In reply to jimtitt:
> A lawyer will have whatever opinion you pay them to give and is anyway irrelevant, it is the judges opinion that counts.
Jim, I don't think that is fair to lawyers if you will forgive me saying so, just as it is unfair to say that all climbers are reckless or all (hmm, searching for an innocuous example) dentists have halitosis... There are crooked or ignorant lawyers, but they are a small minority as in every profession.
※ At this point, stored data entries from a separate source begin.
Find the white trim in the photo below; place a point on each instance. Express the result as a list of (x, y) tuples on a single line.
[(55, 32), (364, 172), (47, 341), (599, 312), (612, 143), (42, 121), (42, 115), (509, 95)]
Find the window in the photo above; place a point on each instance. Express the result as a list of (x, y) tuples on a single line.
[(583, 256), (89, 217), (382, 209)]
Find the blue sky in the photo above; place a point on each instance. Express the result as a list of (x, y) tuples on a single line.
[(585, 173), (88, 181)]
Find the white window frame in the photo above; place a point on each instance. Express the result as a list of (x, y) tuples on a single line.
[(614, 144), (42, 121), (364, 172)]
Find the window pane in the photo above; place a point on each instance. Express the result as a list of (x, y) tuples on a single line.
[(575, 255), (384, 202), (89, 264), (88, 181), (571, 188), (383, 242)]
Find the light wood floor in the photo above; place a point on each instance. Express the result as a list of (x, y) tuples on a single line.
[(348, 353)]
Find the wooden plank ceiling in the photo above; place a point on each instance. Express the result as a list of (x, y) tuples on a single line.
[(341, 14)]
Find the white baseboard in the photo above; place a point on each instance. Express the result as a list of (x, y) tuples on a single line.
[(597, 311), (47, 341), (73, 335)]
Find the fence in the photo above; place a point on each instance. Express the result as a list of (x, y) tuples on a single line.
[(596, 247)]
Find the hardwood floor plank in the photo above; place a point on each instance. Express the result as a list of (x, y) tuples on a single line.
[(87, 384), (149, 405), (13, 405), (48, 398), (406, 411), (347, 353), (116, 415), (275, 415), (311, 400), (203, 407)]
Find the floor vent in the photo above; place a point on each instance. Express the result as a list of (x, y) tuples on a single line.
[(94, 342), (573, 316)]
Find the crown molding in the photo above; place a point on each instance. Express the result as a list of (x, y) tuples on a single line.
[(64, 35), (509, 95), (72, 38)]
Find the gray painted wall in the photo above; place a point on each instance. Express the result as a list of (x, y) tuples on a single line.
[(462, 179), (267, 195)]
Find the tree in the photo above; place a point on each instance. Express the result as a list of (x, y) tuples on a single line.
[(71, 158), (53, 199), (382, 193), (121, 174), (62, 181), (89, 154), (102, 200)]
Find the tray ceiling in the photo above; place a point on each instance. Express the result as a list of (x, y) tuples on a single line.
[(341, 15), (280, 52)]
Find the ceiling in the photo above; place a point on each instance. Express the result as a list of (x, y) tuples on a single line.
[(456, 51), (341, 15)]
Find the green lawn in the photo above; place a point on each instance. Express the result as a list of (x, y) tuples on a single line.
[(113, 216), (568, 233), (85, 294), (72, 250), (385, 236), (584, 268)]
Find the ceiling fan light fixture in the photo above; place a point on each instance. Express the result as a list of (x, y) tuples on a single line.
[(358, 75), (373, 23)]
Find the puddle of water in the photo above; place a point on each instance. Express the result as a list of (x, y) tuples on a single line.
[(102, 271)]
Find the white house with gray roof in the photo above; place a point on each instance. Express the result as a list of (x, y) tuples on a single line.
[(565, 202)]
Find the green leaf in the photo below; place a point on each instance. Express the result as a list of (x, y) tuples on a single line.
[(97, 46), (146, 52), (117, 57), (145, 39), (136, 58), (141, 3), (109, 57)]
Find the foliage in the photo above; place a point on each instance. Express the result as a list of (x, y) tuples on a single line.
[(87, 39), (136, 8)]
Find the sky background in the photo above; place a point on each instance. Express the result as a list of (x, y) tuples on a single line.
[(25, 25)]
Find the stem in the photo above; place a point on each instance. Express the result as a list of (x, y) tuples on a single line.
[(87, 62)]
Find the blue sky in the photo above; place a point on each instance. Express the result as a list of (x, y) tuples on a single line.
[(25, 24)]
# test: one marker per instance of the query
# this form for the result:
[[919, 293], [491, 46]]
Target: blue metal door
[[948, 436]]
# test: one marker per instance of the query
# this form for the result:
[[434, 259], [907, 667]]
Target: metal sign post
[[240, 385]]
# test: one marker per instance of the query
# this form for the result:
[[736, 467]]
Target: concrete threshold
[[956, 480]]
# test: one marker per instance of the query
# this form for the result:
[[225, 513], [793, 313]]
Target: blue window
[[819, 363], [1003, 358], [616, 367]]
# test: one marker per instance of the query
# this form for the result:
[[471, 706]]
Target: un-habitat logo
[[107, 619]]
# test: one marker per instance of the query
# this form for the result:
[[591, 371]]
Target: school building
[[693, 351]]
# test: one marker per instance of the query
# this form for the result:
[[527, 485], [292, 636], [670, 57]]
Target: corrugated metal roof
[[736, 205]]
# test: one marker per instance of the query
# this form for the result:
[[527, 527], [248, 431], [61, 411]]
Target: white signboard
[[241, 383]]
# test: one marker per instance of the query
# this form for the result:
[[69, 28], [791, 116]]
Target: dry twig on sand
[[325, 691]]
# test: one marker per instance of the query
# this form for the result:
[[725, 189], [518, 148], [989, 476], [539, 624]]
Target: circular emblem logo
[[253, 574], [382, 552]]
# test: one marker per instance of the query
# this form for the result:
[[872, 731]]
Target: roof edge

A lawyer will advise about the law, and the client can accept or reject that advice. A good lawyer would have said to the client in this case "this is unknown territory because this particular point has not been decided before. You may win or lose. There is a serious risk that you will lose and if you do here's the sort of figure it will cost you." If the client then decides to go ahead, the lawyer will do his or her best, offering the judge every available argument, looking at legal principle and at analogous cases, without lying (because the vast majority of lawyers are no more likely to tell lies than you are) and without offering rubbish legal arguments (because they will look a fool if they do). But the lawyer's job, having given advice, is to follow the client's instructions; this client chose to give it a go and that was her choice. That does not make her lawyer a crook. We might even be glad that they gave it a shot, since the climbing community benefits from the legal precedent.
I'd say the outcome of that case was predictable, spot on correct, but not inevitable. Disclaimers *are* useful; ; they remind climbers that they climb at their own risk and perhaps more importantly they tell the judge (not all judges are climbers) that climbers know that they climb at their own risk.